Joan stared at the sculpture. She squinted at it. She tilted her head. She did not see a Christmas tree. "A Christmas tree! Um--it's good!" she said, with what she hoped was a genuine smile. Adam just shook his head, and she sighed. "I know, I really don't get it. I'm sorry, Adam. I like it, but it doesn't look like a Christmas tree to me. It doesn't even look like it wants to be a Christmas tree." She looked up at him. "I think your art is great--I do!--I know, it's weird, me talking to you about this, after what I did. But I do think your art is wonderful, Adam." He shrugged. She took a deep breath and said, "But I don't understand how this," she gestured at it, "is a Christmas tree."
Adam rolled his eyes. "Cha--because you're looking for a Christmas tree, Joan."
Joan frowned. She looked at it again. It still looked nothing like a Christmas tree. She watched Adam working. She looked at the notes in her hand, and then looked back at Adam. "So, I should...consider that which isn't there," she murmured.
Adam looked up. "What?"
She smiled a little. "I should consider that which isn't there."
Adam looked startled, and then thoughtful. "Kinda. Like, you have to get what's missing to get what isn't. Because that can show you a lot. Just because something isn't there, that doesn't mean something isn't there.
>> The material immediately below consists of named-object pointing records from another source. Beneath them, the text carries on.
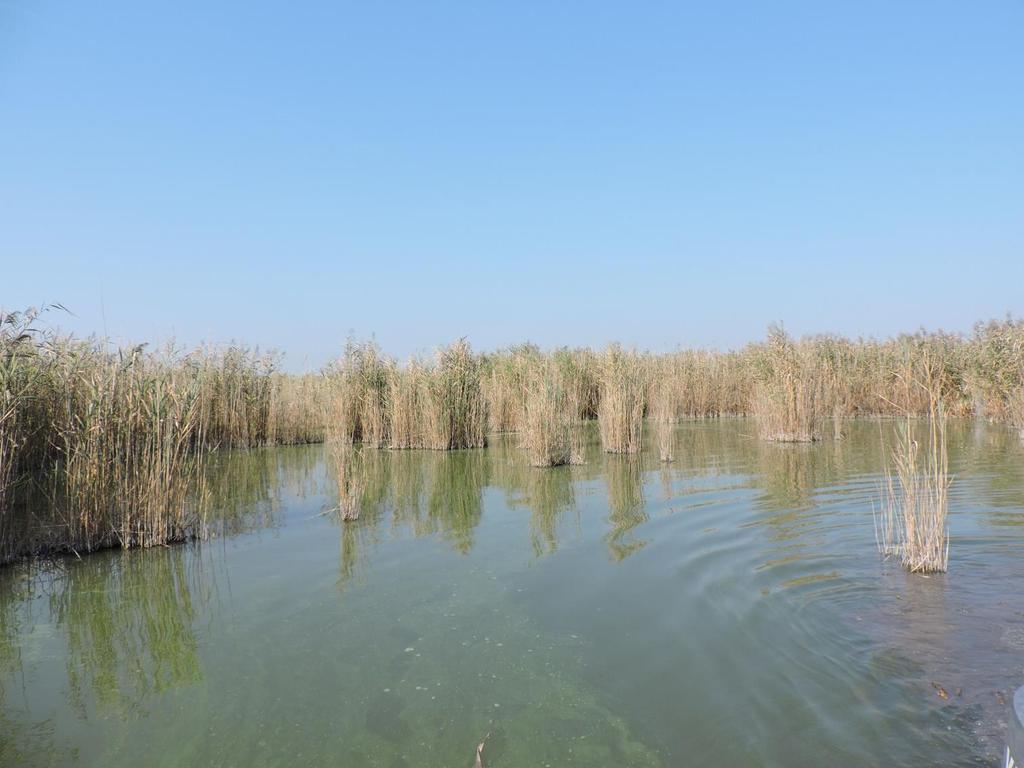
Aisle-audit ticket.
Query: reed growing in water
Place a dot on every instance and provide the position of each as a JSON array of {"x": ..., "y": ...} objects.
[
  {"x": 623, "y": 386},
  {"x": 113, "y": 439},
  {"x": 552, "y": 430},
  {"x": 911, "y": 524},
  {"x": 788, "y": 402},
  {"x": 102, "y": 446}
]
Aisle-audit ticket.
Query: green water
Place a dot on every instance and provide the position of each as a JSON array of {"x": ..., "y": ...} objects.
[{"x": 728, "y": 608}]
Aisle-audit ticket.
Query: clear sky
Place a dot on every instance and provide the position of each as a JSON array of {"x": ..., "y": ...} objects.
[{"x": 670, "y": 173}]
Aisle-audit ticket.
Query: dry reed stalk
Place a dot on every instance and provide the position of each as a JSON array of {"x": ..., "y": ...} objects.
[
  {"x": 347, "y": 465},
  {"x": 911, "y": 522},
  {"x": 457, "y": 413},
  {"x": 665, "y": 398},
  {"x": 787, "y": 400},
  {"x": 551, "y": 424},
  {"x": 623, "y": 379}
]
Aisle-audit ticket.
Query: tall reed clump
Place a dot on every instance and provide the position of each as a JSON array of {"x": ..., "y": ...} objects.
[
  {"x": 347, "y": 464},
  {"x": 457, "y": 412},
  {"x": 552, "y": 430},
  {"x": 911, "y": 524},
  {"x": 18, "y": 374},
  {"x": 504, "y": 381},
  {"x": 665, "y": 407},
  {"x": 359, "y": 385},
  {"x": 995, "y": 372},
  {"x": 128, "y": 446},
  {"x": 623, "y": 382},
  {"x": 788, "y": 401}
]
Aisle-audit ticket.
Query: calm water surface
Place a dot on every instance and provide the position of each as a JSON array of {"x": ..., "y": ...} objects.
[{"x": 728, "y": 608}]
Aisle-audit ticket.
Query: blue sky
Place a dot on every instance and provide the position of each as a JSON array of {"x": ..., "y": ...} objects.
[{"x": 660, "y": 174}]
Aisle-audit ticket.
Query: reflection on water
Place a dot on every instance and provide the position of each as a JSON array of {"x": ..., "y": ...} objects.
[
  {"x": 725, "y": 608},
  {"x": 624, "y": 477}
]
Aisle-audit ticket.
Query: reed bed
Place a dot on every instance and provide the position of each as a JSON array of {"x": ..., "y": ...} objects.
[
  {"x": 111, "y": 441},
  {"x": 623, "y": 381},
  {"x": 552, "y": 429},
  {"x": 788, "y": 402},
  {"x": 911, "y": 523},
  {"x": 104, "y": 446}
]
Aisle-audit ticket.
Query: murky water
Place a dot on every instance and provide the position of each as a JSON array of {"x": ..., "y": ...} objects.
[{"x": 728, "y": 608}]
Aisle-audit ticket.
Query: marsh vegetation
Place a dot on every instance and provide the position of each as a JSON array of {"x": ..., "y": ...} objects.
[{"x": 105, "y": 446}]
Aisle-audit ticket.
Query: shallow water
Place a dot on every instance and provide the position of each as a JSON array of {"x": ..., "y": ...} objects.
[{"x": 728, "y": 608}]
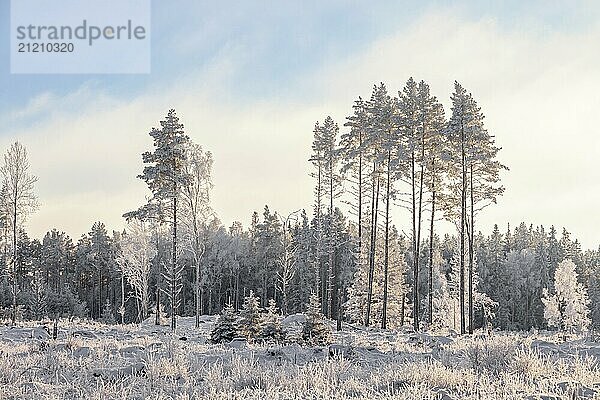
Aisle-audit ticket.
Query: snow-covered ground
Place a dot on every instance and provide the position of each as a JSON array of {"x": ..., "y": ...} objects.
[{"x": 95, "y": 361}]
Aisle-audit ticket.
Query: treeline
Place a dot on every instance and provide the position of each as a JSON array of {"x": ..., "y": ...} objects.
[{"x": 175, "y": 258}]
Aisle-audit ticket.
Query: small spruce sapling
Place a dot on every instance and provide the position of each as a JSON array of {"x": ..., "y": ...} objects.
[
  {"x": 226, "y": 327},
  {"x": 107, "y": 316},
  {"x": 271, "y": 325},
  {"x": 250, "y": 318},
  {"x": 315, "y": 331}
]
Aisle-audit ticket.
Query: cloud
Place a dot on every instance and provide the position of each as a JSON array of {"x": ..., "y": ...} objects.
[{"x": 538, "y": 92}]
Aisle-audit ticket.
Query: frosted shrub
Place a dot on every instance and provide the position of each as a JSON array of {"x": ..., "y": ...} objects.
[{"x": 493, "y": 354}]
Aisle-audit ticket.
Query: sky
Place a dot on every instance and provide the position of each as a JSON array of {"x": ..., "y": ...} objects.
[{"x": 249, "y": 82}]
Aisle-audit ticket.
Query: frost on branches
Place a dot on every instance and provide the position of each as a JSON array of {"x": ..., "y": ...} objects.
[
  {"x": 566, "y": 308},
  {"x": 315, "y": 331},
  {"x": 226, "y": 328}
]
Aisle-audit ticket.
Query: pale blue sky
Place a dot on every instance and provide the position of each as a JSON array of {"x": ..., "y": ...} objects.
[{"x": 251, "y": 80}]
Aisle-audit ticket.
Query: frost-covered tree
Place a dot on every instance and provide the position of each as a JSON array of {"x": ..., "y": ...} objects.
[
  {"x": 472, "y": 184},
  {"x": 271, "y": 324},
  {"x": 566, "y": 308},
  {"x": 107, "y": 316},
  {"x": 165, "y": 174},
  {"x": 137, "y": 252},
  {"x": 315, "y": 330},
  {"x": 226, "y": 327},
  {"x": 196, "y": 210},
  {"x": 17, "y": 202}
]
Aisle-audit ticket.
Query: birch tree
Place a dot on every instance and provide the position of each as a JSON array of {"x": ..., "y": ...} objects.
[{"x": 18, "y": 202}]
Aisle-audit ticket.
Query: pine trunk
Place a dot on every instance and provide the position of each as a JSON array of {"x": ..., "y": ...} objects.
[
  {"x": 386, "y": 245},
  {"x": 431, "y": 245},
  {"x": 471, "y": 241},
  {"x": 462, "y": 233}
]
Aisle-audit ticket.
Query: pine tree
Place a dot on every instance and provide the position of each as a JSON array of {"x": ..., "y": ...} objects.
[
  {"x": 165, "y": 175},
  {"x": 226, "y": 327},
  {"x": 315, "y": 330}
]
You know?" He looked up at her.
Joan just looked into Adam's eyes and smiled. "I know." She looked at the sculpture, which still didn't look anything like a Christmas tree, but she was beginning to realize that that was the least important thing about it. She looked back at Adam, still smiling. "It's your Christmas tree, Adam."
Adam eventually had to look elsewhere.
She leaned in and kissed him on the cheek. "I'll come back after dinner."
Adam couldn't get his voice working until Joan was almost out the door. "Whuh-what was that for?"
Joan turned and pointed up over Adam's head. "Mistletoe."
Adam looked up. "Where?"
Joan grinned, turned, and kept walking.